Tunisia is in a period of dramatic transition. The country’s 2011 revolution was largely fueled by frustration over high unemployment and demand for political, economic and social reform. As Tunisians celebrate their recent democratic political transition, many are focused on building better lives for themselves and their communities – finding suitable jobs, putting food on the table, providing a good education for their children and securing a peaceful society.
In Tunisia, women represent 60% of all university students and graduate at higher rates than their male counterparts. Yet in 2012, only one in four women was active in the national labor market. Given their higher educational attainment, the relatively low numbers of women in the formal economy represents a significant loss for Tunisia.
Entrepreneurship is increasingly recognized as an important factor for economic growth and development across the globe. In the MENA region, where female labor force participation rates are among the lowest, entrepreneurship can offer opportunities for women to actively participate in the economy. Tunisia has one of the highest rates of women entrepreneurs in MENA with sole ownership of their firms (55%) and Tunisian women-owned companies had the highest recruitment rates in the region, employing an average of 19 workers per firm, according to a 2012 study. Despite these signs of success, Tunisian businesswomen cite a number of barriers, in addition to the same challenges their male peers encounter.
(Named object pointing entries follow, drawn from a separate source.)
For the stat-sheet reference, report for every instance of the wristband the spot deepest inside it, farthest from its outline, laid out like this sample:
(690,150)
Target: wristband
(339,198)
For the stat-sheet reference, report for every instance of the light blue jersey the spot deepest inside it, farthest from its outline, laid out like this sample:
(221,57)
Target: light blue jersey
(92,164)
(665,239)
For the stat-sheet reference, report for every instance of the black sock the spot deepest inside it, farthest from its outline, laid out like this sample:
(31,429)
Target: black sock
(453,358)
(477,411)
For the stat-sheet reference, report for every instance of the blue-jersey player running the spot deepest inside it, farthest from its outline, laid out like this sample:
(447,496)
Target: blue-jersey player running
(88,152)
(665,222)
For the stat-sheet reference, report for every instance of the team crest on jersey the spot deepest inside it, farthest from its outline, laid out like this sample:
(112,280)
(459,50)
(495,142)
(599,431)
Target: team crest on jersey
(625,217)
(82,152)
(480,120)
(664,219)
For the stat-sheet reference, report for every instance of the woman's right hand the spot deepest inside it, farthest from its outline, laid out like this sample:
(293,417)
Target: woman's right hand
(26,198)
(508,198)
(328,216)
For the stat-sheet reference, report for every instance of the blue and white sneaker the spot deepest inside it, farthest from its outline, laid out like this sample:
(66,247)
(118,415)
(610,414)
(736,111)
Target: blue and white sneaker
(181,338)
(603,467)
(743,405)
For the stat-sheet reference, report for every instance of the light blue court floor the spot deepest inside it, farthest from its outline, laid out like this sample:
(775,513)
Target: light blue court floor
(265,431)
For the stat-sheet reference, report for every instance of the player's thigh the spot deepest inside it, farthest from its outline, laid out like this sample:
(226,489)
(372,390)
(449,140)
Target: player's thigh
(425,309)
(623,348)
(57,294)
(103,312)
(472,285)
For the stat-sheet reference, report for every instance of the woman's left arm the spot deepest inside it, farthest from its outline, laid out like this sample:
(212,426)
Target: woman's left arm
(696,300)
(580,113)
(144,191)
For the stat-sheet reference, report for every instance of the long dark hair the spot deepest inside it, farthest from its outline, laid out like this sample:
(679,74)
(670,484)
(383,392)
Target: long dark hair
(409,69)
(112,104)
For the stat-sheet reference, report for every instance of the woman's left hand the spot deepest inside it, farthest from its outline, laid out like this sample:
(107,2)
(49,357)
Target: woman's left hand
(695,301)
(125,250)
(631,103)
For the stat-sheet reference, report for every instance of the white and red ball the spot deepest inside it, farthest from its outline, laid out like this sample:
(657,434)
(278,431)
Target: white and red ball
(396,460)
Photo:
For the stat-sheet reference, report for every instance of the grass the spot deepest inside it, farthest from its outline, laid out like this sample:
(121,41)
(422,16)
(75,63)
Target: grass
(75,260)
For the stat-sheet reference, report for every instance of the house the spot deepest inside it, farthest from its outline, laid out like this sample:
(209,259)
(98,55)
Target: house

A general culture that was seen as resistant to women’s entrepreneurship was cited in a recent survey of Tunisian women entrepreneurs as the number one barrier to reaching their full potential. Family obligations and limited business networks were other obstacles often mentioned by survey respondents.
At 39%, Tunisia is the second most active country in Africa in terms of internet penetration. About one-third of the population is active on Facebook (and 42% of the Facebook users are women). However, e-commerce, an important tool for many entrepreneurs, remains very limited due to conversion restrictions on the Tunisian Dinar.
With the support of the US-Middle East Partnership Initiative (MEPI), IIE’s Center for Women’s Leadership Initiatives designed the WES program to support women's entrepreneurship and build the capacity of civil society to secure equal rights and opportunities for women.